Se volvió y espoleó su montura para lanzarla al medio galope. La figura encapuchada que se ocultaba en una de las estancias de la abadía que daban a la Sala Capitular contempló cómo los tres hombres se alejaban por Holborn. Apretó un rosario en el puño, sonrió y soltó un bisbiseo semejante al silbido de una serpiente venenosa.

Al llegar a la posada del Obispo de Ely, Corbett y sus acompañantes se detuvieron y desmontaron. Cade se excusó, señalando que tenía otras obligaciones que cumplir y Corbett le vio doblar la esquina del callejón del Zapato.

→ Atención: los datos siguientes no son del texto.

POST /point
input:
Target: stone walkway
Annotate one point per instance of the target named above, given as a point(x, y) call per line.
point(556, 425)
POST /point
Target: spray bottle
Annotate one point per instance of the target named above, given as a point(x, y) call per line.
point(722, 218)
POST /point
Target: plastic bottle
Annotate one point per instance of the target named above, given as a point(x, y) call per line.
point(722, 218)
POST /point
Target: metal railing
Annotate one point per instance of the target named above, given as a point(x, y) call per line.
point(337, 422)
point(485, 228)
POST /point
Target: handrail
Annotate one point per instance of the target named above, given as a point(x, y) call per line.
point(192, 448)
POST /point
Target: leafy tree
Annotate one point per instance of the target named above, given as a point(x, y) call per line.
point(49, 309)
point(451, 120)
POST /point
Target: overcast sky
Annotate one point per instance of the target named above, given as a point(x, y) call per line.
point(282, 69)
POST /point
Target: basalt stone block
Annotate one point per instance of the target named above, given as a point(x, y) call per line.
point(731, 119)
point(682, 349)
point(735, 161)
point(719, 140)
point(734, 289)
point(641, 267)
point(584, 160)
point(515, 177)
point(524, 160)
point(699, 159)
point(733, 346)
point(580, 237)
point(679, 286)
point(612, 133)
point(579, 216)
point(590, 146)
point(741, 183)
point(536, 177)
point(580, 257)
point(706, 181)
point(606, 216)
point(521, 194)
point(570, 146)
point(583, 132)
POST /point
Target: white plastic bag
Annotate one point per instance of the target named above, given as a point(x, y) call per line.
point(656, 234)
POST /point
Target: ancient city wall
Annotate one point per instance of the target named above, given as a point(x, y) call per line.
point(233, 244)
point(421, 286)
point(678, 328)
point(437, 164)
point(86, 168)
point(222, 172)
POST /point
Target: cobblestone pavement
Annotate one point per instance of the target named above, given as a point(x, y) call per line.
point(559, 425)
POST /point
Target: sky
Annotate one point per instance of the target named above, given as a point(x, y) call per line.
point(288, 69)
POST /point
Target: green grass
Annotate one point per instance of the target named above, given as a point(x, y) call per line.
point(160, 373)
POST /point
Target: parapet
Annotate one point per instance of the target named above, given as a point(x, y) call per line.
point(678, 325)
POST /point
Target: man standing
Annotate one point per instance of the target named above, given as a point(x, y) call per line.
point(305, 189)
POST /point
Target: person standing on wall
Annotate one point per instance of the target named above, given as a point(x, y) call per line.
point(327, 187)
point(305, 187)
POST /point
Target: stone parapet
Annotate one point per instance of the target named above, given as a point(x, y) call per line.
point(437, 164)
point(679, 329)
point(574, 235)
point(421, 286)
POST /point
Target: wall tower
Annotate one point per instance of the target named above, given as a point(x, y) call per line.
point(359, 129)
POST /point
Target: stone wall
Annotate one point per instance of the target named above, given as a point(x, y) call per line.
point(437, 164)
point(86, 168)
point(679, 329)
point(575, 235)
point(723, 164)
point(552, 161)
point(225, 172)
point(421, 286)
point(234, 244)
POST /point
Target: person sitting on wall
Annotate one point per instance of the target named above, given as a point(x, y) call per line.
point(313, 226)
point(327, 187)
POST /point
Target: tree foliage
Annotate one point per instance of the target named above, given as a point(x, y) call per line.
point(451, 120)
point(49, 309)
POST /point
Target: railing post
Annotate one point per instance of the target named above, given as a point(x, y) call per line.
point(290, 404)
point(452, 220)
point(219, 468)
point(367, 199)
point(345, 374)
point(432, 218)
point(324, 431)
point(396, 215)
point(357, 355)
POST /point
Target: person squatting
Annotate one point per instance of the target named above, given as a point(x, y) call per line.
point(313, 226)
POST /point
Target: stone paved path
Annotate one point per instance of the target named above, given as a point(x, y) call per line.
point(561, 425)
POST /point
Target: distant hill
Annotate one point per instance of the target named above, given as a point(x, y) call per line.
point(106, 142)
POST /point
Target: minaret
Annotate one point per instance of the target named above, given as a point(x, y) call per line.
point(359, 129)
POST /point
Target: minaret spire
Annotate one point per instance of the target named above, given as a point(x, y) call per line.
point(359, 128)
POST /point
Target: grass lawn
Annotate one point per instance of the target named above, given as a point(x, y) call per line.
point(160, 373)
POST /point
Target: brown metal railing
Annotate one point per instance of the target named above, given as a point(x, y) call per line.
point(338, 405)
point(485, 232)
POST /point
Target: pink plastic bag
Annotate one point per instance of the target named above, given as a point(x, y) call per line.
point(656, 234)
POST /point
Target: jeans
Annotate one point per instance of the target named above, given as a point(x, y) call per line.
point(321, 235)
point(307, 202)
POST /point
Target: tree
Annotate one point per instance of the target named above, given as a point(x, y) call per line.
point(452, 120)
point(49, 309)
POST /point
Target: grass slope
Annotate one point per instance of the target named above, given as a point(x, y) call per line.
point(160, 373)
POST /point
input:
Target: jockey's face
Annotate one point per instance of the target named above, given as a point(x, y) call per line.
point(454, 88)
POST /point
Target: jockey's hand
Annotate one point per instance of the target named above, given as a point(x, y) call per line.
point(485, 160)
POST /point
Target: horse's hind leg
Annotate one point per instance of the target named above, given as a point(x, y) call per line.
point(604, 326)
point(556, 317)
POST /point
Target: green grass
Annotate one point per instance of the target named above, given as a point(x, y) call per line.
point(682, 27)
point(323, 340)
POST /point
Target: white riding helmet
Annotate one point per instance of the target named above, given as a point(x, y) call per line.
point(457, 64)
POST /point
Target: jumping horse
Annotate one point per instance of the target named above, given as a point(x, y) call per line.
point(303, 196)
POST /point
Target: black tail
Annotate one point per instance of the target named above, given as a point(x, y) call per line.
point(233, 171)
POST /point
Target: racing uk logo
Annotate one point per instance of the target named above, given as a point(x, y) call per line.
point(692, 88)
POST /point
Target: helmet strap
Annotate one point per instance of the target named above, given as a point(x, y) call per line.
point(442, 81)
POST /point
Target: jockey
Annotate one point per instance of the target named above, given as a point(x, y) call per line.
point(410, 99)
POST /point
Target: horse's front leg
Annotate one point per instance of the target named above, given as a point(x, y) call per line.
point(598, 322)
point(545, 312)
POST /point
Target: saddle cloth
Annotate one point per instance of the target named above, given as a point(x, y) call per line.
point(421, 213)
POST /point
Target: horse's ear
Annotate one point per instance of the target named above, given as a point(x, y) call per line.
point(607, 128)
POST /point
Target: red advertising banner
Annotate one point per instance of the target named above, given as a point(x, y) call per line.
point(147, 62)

—¿Qué le ocurre a Cade? —se preguntó en voz baja—. ¿Por qué está tan callado? ¿Qué tiene que ocultar?

Ranulfo se encogió de hombros y Corbett decidió reanudar su camino. Se mezclaron con la gente que intentaba abrirse paso por Newgate, donde el camino era más estrecho y estaba bloqueado por los carros que transportaban a la ciudad productos del campo, frutas, centeno, avena, trozos de carne roja, ruidosos gansos y gallinas en jaulas de madera. Los caballos de tiro y las ruedas de los carros producían un estruendo semejante al fragor de los truenos en medio de una gran polvareda. Se oían maldiciones, gritos de repentinas peleas, restallar de látigos y tintineo de jaeces. Corbett giró a la izquierda junto a la puerta de la ciudad, bajando con Ranulfo por una callejuela cuyos rotos adoquines llenaban y bloqueaban el albañal que discurría por el centro. Tuvieron que avanzar con mucho cuidado, pues a veces había haches y profundos agujeros. Algunos estaban llenos de retama y virutas de madera mientras que otros eran letrinas repletas de todas las inmundicias nocturnas que la gente había arrojado desde las ventanas de las casas de ambos lados.

—¿Adonde vamos, amo mío?

—A San Bartolomé. Quiero echar un vistazo al alma de un asesino.